O gostoso do romantismo
É
com grata satisfação que recebo do chefe e colega Jose Lúcio
Gomes uma revista "Eu Sei Tudo", de dezembro de 1923, editada na cidade
de São Sebastião do Rio de Janeiro, papel brilhante, bem impressa,
algumas páginas a cores, muitas com iluminuras que fariam a alegria visual
e estalar de língua de Haroldo Lívio, como se estivéssemos
diante de um prato substancial e suculento. Não sei nem posso compreender
do porquê e do como os antigo produz tanta atração, fica
tão emocional diante do nosso gosto de cultura, desperta tanta curiosidade
ainda mais do que diante do novo e do inusitado. Seria uma propensão
natural de todos nós diante da linha romântica, do dèjá-vu,
do rememorar dos nossos primeiros aos de vida e ate de antes deles. Uma coisa
é certa: o antigo nos toca profundamente em todos os sentidos.
Que coisa interessante é a revista "Eu Sei Tudo" do primeiro
quartel do nosso século!
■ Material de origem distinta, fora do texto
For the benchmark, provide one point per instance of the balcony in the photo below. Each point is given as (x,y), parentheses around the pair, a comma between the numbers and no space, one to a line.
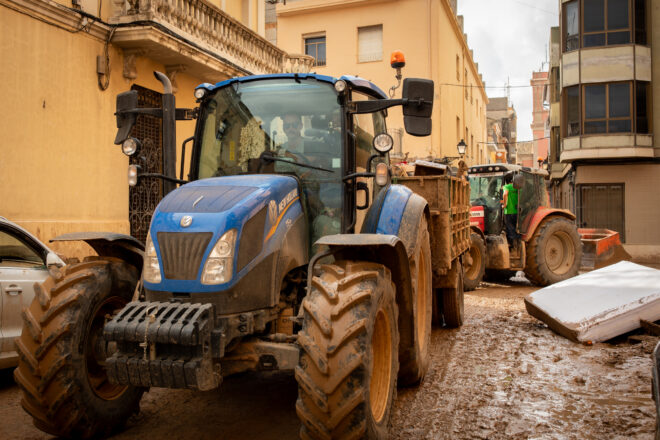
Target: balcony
(609,146)
(195,37)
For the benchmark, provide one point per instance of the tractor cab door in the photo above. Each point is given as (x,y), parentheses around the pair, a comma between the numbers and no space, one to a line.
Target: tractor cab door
(531,196)
(365,127)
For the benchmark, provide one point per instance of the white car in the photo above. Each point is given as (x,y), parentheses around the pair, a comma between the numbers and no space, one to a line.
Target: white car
(24,261)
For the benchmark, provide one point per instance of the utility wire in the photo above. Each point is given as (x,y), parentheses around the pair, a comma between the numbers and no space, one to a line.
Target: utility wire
(492,87)
(85,27)
(537,8)
(509,143)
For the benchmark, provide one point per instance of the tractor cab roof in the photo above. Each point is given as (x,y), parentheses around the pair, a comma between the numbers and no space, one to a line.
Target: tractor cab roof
(354,81)
(504,167)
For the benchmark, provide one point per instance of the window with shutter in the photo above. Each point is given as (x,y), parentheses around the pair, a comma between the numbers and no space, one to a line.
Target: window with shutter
(370,43)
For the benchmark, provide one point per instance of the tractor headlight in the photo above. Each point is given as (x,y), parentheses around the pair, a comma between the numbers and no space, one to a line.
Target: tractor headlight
(219,264)
(383,143)
(151,270)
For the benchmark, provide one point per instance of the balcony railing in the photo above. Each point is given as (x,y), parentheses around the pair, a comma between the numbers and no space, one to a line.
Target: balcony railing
(208,30)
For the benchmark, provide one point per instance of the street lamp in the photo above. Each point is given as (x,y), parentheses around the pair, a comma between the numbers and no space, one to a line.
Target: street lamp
(461,148)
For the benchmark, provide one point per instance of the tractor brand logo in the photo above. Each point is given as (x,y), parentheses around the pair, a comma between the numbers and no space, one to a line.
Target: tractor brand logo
(272,212)
(287,199)
(197,201)
(186,221)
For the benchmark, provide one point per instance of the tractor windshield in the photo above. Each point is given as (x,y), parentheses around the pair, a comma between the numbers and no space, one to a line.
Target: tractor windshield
(282,125)
(486,187)
(294,120)
(486,191)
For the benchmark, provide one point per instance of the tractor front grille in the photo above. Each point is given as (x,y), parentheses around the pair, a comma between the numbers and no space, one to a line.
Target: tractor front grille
(182,253)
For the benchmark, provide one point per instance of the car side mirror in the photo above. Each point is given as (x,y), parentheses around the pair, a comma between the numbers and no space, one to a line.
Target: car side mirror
(126,103)
(53,260)
(418,106)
De quando o Rio de Janeiro ainda era cidade
pequena, embora a mais importante do país, capital da República,
centro da intelectualidade brasileira, ainda sem muitos dos efeitos da Semana
da Arte Moderna realizada em São Paulo. Se a senhora quer saber, a revista
ainda escrevia Espanha com "H", districto, anedocta, somno, principaes,
bellas, illusão, egreja, grammatica litterária, reugmathismo,
typo, bicyclette, actriz, dansa, e avião era ainda um mysterioso aeroplano,
o telephone era um estranho apparelho, cinema era cinematógrafo. Os assuntos
bem curiosos estão dispostos em tópicos até agradáveis
como Páginas de arte, Nossa terra, A sciência ao alcance de todos.
Novidades e Invenções, Romances, Contos e Aventuras, Percorrendo
o mundo, Para recitar e Diversos. Longe de alcançar a ordem exigida pela
imprensa moderna, a Eu Sei Tudo era realmente um repositório de informações
como uma perfeita caixa de surpresas.
Claro que teria muito que comentar se fosse analisar toda a revista, principalmente
no tópico de ciência ao alcance de todos, onde os redatores falam
do aparecimento de um assucar luminoso de nutrição para obesos,
anesthesia pela respiração rápida, e de cavalos vencedores
de tuberculose, além de um aparelho electrico para frisar cabelos e de
como se usam agora as sombrancelhas e como os aviões podem provocar chuvas.
Interessantes os textos sobre as Sacerdotisas de Terpsychore, as obras de arte
vivas, o substancial almoço de uma serpente, a múmia conselheira,
como se faz uma bailarina, e "os mais bellos olhos de scena muda".
Como são lindos os retratos (ou fotos?) das artistas Pola Negri, Mae
Murray, Betty Wrubel e Corinne Griffty! Como são curiosos os desmontes
de ruas e mais ruas no centro do Rio na abertura da avenida Rio Branco.
Tudo muito adequado para a época, mas sensacional mesmo é uma
bela reportagem sobre a arte de comer nos tempos de Luiz XIII, o glutão
rei da França. Os artigos, se diferentes de nós do século
XX ou quase XXI, tinham também o seu maneirismo, as suas etiquetas, o
bom-tom elogiado pelos cronistas da época. Tinham, como não poderia
deixar de ser, a maior consideração pelos costumes à mesa,
dizendo até que uma boa refeição era um dos fins da existência
humana, assunto primordial para a felicidade. Assim, não podiam deixar
de cuidar da maneira de se comportar nessa grave circunstância da vida,
fosse na casa de um rico burguês, num festim real, ou mesmo na rústica
choupana de um plebeu. Aliás, nada melhor para ilustrar esses costumes
do que as pinturas da época, de Abraham Basse ou de von Tillborg, também
publicadas pela revista. Como não tenho espaço para grandes explanações,
digo apenas que o prato principal era sempre o assado de carnes e que era proibida
a presença de copos sobre as toalhas. Usados, sem nunca colocá-los
na mesa, eram logo devolvidos aos que cuidavam do atendimento. Quando possível,
a comida deveria ser engolida a seco!